Explaining the campaign, Amnesty’s local Treasurer Patrick McCarthy told Express that the aim was both to give support to the individuals concerned but also to draw attention to their plight by arousing the curiosity of their captors.
Pictured: The postcards aim was to give support to the imprisoned journalists but also to draw attention to their plight.
“A lot of those people will not even have heard of Jersey but if someone receives five postcards, it will be a source of moral support to them. If they receive 50, their jailors may say to themselves, ‘Where is this place ‘Jersey’?’ If they get 500, the Minister responsible may stop and think that there must be something special about this person. Is it time that he should be released without charge?”
According to Amnesty International, an average of one journalist a day is imprisoned for speaking out against repressive regimes throughout the world. The challenge, according to Mr McCarthy, is to establish the location in which they are being held, which may change without warning.
Amnesty in Jersey has been researching the fate of some two dozen journalists, some of whom who will feature in the postcard campaign which is the first step in trying to secure their release.
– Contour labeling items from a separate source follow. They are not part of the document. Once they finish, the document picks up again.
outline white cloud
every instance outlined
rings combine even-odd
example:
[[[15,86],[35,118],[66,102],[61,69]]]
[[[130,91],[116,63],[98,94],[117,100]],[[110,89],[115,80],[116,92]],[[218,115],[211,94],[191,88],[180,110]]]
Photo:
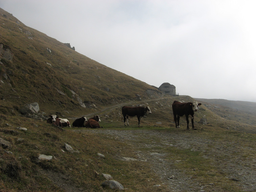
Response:
[[[4,0],[22,22],[180,94],[256,102],[256,2]]]

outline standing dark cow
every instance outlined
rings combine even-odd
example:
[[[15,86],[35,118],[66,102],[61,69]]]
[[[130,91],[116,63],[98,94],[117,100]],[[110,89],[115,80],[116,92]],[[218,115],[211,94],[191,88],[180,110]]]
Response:
[[[73,127],[82,127],[84,126],[85,122],[87,121],[87,120],[85,116],[83,116],[82,117],[77,119],[72,123]]]
[[[148,112],[149,114],[151,114],[151,111],[150,111],[149,107],[147,106],[145,107],[129,107],[127,106],[123,106],[122,107],[122,114],[123,117],[123,122],[125,125],[126,125],[126,123],[127,123],[127,125],[129,125],[128,122],[128,118],[129,117],[134,117],[137,116],[138,120],[139,122],[139,125],[140,125],[140,119],[144,116],[145,114],[146,115],[147,113]],[[123,117],[122,119],[123,119]]]
[[[198,106],[201,104],[201,103],[197,103],[196,101],[194,101],[193,102],[181,103],[177,101],[174,101],[172,106],[176,127],[177,128],[180,128],[180,118],[185,115],[186,116],[186,120],[187,120],[187,129],[188,130],[189,129],[189,127],[188,127],[188,124],[189,123],[189,121],[188,120],[189,117],[191,118],[192,129],[194,129],[194,112],[197,111],[198,110]]]

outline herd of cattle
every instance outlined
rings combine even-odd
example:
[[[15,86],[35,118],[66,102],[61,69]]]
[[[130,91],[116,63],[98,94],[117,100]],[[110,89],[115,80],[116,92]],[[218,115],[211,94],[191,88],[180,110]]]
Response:
[[[172,112],[174,116],[174,121],[175,122],[176,127],[180,128],[180,118],[185,115],[187,121],[187,129],[189,128],[188,124],[189,123],[189,117],[191,119],[192,124],[192,129],[195,129],[194,126],[194,112],[198,110],[198,106],[201,103],[198,103],[196,101],[182,103],[177,101],[174,101],[172,107]],[[140,119],[147,113],[151,114],[152,113],[149,106],[146,107],[137,106],[129,107],[123,106],[122,107],[122,119],[123,119],[124,125],[129,125],[128,120],[129,117],[136,116],[138,118],[139,125],[140,125]],[[47,123],[52,123],[60,127],[71,127],[69,121],[66,119],[62,119],[55,115],[49,116],[50,117],[47,120]],[[90,118],[88,120],[85,116],[77,119],[73,122],[72,125],[73,127],[87,127],[92,128],[100,128],[99,122],[100,122],[98,115],[94,116]]]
The Jersey branch will then be following up the cards by sending formal letters to the president, the head of the judiciary and the minister of the interior in the countries concerned to ask them to release the prisoners. “We hope that by then they will already have heard of them through the postcards,” said Mr McCarthy.
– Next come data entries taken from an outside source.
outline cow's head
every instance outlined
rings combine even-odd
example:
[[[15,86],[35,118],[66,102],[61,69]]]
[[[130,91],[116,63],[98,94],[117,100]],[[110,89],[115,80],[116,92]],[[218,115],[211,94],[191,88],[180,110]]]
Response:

If the campaign is successful it could be adopted in other places. Amnesty in Jersey plan to use their international network to promote the idea with other branches throughout the world.
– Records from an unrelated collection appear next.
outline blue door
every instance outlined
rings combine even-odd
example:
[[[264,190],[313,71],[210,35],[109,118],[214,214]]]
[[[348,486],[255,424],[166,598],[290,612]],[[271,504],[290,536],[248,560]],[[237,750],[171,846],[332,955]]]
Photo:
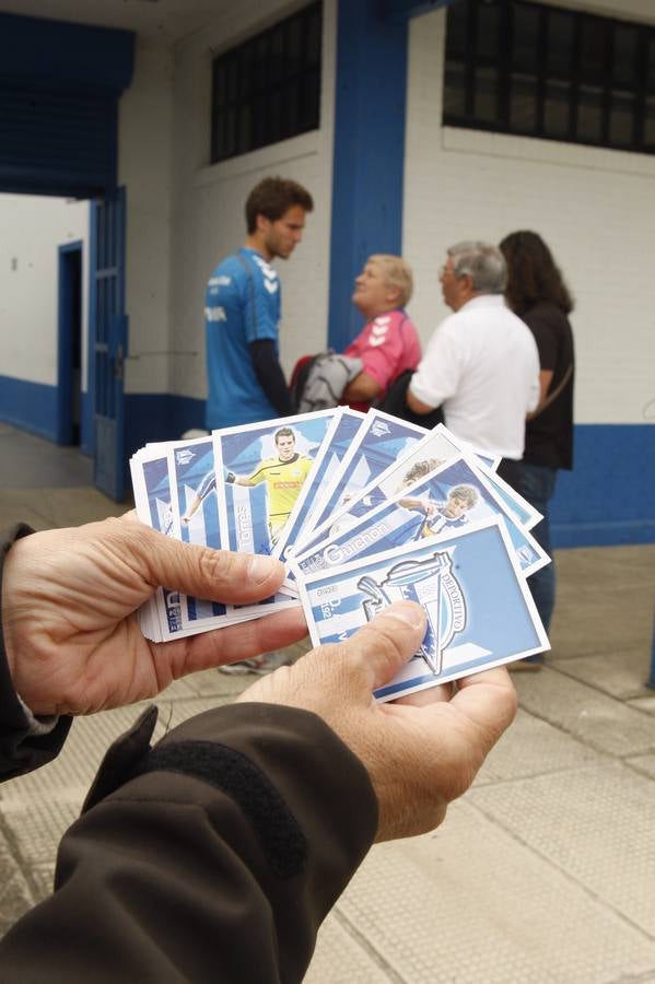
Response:
[[[94,482],[116,502],[125,497],[124,365],[125,188],[91,208],[90,379],[94,415]]]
The journalists ultimately selected for the campaign include the human rights blogger and poet Ahmed Mansoor, jailed for ten years in the United Arab Emirates for “publishing false information, rumour and lies about the UAE that would damage the country’s social harmony and unity.”
Winner of the Martin Ennals Award for Human Rights Defenders, he has had his case championed by both the United Nations and the European Parliament.
Pictured: The cards and information about the imprisoned journalists will be available at the Town Hall tonight.
Others include the so-called ‘iLabour three’, who are the editors of an independent online media website created in 2013 in China. Its three editors – Yang Zhengjun, Ke Chengbing and Wei Zhili – were arrested earlier this year and charged with ‘picking quarrels and provoking trouble’. They are currently detained in Shenzhen.
Those wishing to take part in the campaign are invited to the Town Hall this evening (Wednesday 15 May) at 18:00 where the cards and information about the imprisoned journalists will be available.
The organisers hope to send the cards off gradually over the course of the month so that they arrive over an extended period to increase their impact.